Ve sıra şimdi Sekans’ın... Sekans, sinema dergiciliğinde gördüğümüz boşluğun doğal bir sonucu olarak ortaya çıktı. Sinema Dostları Derneği olarak, yaptığımız anketlerden sinemayla ilgilenenlerin beşte dördünün ara sıra bile olsa bir sinema dergisi okumadığını öğrendik. Popüler olanın dışında kalana lütfederek yer verenler, akademik mastürbasyon yapanlar ya da sinemayı ideolojik bir araç olarak kullananların gelebilecekleri nokta bundan öte bir sonuç doğurmuyor. Sinemanın ve sinema yayıncılığının derdi sinema olan bir sinema dergisine gereksinimi vardı. Sekans bu boşluğu doldurmak için çıkacak. İnanç, enerji, bilgi, arşiv ve yayıncılık gibi konularda kendimizi formda hissediyoruz. Bizim ve okurun görmeyi istediği bir dergi olabilmek, konu zenginliğine ulaşmayı gerektiriyor. Bu nedenle, Sekans’ta çok sayıda bölüm başlığıyla karşılaşacaksınız. Gündem, Vizyon, Vizyon-Eleştiri, Sinestatistik, Sinema Kitaplığımız, Festivallerden, Sinema Arkeolojisi, Söyleşiler, Sinemanın Müziği, Biyografi, Filmografi, Kuram/Yorum, Tekno-Sinema ve Kısa/Belgesel her sayıda yer vereceğimiz başlıklar. Yine her sayıda bir dosya ile karşınıza çıkmayı planlıyoruz. İlk sayı ‘savaş ve sinema’ adını taşıyor.

 

Sunduğumuz yapı özgün yazılar kadar çevirilere de kuçak açmakta. Sekans’ı araştırmacı ve düzeyli olması açısından akademik, gündemle ve görsel tüketicilerle olan ilişkileri bağlamında popüler ve kapsadığı alana sevgiyle yaklaştığı için sinematografik bir dergi olarak tanımlamak olası. Hangi açıdan ele alırsanız alın, ölçü birimimiz nitelik olacak.

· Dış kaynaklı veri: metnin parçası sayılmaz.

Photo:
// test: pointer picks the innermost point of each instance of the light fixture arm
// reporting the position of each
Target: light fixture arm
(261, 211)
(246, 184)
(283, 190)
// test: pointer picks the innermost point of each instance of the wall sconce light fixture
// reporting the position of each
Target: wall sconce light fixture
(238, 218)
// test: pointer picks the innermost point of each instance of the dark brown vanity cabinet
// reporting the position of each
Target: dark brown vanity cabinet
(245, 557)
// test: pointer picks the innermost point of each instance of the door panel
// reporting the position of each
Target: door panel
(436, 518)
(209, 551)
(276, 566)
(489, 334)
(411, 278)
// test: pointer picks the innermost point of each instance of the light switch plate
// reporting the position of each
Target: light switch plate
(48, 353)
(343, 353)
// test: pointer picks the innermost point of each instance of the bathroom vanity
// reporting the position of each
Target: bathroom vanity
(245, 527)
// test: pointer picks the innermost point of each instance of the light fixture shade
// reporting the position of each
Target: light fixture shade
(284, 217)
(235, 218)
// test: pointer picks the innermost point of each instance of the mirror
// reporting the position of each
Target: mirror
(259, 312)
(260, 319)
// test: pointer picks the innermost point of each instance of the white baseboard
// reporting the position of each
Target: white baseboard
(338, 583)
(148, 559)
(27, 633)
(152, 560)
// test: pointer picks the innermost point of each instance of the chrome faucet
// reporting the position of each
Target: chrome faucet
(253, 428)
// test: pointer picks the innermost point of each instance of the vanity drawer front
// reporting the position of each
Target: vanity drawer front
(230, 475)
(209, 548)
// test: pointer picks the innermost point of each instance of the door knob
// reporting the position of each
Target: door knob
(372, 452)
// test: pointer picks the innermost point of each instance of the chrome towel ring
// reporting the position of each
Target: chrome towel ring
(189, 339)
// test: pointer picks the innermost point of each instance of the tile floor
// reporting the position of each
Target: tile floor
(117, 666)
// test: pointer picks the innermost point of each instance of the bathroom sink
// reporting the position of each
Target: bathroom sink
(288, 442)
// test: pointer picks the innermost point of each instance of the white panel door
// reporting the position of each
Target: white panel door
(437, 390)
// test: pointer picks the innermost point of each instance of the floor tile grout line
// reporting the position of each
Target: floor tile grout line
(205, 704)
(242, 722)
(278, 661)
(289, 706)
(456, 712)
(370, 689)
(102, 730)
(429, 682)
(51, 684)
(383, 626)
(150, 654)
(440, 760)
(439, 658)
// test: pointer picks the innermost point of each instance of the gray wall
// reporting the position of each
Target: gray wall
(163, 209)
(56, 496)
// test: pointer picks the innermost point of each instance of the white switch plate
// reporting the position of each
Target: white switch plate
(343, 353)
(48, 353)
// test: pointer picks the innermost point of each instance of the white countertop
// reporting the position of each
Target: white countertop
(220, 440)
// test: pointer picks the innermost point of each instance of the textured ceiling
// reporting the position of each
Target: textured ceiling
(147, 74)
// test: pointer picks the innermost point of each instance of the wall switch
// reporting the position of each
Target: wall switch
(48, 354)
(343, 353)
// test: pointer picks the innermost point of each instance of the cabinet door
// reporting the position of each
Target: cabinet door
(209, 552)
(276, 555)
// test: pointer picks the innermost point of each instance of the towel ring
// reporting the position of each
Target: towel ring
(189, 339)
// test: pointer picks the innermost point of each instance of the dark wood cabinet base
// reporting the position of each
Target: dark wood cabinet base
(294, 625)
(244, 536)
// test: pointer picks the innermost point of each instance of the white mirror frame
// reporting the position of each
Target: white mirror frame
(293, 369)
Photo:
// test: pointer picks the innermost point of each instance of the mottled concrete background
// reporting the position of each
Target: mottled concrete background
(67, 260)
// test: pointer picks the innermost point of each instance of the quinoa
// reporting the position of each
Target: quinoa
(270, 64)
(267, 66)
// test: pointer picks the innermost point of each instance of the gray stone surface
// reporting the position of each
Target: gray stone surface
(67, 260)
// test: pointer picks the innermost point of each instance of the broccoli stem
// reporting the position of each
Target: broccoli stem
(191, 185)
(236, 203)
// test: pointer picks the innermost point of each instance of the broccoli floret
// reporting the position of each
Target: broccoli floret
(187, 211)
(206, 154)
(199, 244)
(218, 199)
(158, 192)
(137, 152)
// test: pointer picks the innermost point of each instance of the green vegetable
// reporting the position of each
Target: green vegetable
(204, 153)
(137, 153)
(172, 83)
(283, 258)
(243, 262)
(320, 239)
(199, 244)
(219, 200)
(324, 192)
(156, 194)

Sekans yazınsal ve görsel açıdan doyurucu, bilgiye duyulan gereksinimi karşılama derdinde, yeni görüş ve gelişmeler karşısında ılımlı ve tartışmalara açık bir kimlik taşıyacak biçimde kurgulandı.

 

Sekans’ın sinematografik düşlerinizin, düşüncelerinizin, üretiminizin ve duyarlılıklarınız buluşma noktası olmasını amaçlıyoruz. Aramıza katılmak için bunu bir teklif olarak değerlendirmenizi diliyoruz. Sekans ile sinemamız ve yayıncılığımız için sekanslar kurmak için artık işimize dönüyoruz.